Starting in 1996, Scherbakova was active for ten years as a professor at the Russian State University for the Humanities in Moscow. In addition to her work on the Gulag and Soviet camps on German soil, her key fields of research included oral histories, totalitarianism, Stalinism and policies of remembrance and cultural memory in Russia.
Among Scherbakova’s most important works in German are Nur ein Wunder konnte uns retten. Leben und Überleben unter Stalins Terror (tr. Only a miracle could save us. Life and survival under Stalin’s Terror, 2000), Der Russland-Reflex. Einsichten in eine Beziehungskrise (tr. The Russia reflex. Insights into a relationship crisis, 2015) and Die Hände meines Vaters. Eine russische Familiengeschichte (tr. The hands of my father. A Russian family history, 2017).
After the Russian invasion of Ukraine and the dissolution of Memorial, Scherbakova left her homeland and moved abroad. Today, she lives in Berlin and Israel and is chairperson of Memorial Zukunft, an exile organisation founded in Berlin.
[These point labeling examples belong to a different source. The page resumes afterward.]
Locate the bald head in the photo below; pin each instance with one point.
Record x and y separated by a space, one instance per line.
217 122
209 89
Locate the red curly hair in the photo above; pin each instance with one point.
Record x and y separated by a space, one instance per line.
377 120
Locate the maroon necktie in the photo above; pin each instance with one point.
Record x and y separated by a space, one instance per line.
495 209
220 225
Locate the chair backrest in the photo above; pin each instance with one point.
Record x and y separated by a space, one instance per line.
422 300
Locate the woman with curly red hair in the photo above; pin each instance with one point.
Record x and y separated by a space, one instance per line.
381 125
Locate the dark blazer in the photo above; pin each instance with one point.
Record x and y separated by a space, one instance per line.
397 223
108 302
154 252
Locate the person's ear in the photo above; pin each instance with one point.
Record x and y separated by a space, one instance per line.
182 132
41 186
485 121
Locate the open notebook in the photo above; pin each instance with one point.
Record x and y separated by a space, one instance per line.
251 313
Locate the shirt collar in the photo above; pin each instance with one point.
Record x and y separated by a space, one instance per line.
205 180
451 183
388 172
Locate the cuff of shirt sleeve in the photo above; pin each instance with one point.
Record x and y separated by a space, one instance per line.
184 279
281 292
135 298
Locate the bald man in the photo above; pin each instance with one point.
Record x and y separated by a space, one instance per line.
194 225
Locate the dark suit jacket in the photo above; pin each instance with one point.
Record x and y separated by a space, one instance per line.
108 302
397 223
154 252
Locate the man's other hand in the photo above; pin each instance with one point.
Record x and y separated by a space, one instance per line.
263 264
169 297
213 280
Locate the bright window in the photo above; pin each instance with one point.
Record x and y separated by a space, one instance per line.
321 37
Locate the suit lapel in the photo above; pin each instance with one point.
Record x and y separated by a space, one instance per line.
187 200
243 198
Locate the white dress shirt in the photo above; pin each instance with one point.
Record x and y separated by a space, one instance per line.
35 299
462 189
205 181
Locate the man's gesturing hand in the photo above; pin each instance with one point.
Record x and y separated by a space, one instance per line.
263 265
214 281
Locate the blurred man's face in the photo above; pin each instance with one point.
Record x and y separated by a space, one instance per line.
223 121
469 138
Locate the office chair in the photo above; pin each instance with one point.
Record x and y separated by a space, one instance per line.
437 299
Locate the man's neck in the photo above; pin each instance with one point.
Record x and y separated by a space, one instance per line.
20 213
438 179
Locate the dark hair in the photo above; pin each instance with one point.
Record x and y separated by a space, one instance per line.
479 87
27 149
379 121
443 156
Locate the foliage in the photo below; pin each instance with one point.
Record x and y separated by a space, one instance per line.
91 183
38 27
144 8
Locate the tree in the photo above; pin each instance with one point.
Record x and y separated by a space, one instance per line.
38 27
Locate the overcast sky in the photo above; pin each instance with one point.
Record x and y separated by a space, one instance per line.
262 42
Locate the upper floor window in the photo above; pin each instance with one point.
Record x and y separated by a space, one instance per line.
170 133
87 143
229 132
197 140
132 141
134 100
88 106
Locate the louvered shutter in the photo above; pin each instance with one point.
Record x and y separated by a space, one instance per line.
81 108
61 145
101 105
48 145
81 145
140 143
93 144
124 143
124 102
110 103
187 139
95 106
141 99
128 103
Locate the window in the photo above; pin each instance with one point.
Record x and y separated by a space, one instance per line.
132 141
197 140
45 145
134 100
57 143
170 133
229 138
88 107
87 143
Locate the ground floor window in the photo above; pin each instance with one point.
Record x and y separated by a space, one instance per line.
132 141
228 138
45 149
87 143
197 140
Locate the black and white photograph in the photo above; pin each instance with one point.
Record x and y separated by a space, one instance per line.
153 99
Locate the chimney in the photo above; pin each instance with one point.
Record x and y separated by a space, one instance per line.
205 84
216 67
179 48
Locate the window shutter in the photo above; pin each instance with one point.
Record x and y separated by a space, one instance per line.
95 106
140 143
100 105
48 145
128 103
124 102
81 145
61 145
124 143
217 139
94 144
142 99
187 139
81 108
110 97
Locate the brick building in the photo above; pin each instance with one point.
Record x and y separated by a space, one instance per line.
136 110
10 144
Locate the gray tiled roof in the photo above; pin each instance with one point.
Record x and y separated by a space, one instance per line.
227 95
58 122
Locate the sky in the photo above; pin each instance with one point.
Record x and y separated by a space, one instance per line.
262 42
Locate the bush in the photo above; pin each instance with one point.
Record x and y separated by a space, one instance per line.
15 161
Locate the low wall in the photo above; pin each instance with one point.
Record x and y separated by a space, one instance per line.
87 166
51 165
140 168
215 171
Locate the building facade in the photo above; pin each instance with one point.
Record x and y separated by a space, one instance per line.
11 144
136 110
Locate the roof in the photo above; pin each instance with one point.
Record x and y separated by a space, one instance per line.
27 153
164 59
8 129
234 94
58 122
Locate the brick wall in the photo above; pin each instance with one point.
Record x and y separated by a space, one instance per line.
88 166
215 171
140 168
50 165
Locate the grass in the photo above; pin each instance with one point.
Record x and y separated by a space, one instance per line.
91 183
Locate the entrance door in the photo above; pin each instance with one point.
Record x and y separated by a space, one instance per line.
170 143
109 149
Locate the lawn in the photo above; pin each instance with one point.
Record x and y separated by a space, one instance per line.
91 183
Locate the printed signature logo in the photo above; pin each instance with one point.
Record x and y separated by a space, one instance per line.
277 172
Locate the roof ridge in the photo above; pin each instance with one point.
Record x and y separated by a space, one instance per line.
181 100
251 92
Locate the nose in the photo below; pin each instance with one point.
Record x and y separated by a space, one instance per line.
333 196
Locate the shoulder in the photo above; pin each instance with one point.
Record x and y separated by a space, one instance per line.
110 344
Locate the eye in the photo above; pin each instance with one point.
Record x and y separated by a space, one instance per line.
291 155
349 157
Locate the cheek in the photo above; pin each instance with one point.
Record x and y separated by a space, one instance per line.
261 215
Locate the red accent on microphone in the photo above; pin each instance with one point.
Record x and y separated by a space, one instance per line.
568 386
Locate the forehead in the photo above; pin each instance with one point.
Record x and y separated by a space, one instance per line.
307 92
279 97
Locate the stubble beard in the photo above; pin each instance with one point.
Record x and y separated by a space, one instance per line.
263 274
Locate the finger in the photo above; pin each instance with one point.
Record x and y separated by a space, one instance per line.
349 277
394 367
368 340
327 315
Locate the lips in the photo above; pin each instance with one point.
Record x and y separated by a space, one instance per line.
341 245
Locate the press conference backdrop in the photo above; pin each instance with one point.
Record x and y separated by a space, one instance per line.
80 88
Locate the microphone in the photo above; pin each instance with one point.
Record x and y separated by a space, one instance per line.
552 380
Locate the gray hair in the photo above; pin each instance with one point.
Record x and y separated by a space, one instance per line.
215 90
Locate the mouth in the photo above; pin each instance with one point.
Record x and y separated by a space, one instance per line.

Many of the films and books that draw on Scherbakova’s research have received awards, and her work as an academic has taken her on several extended research trips to Berlin, Vienna, Salzburg and Jena. She is on the board of trustees at the Buchenwald Memorial and a member of the non-profit organisation known as Aktion Sühnezeichen Friedensdienste (Action Reconciliation Service for Peace) From 2007 till 2015 she was member of the international council at the Berlin-based Topography of Terror Foundation. Scherbakova herself has received several awards, including the Marion Dönhoff Prize in 2022. On that occasion, German Chancellor Olaf Scholz delivered the speech honouring the recipient.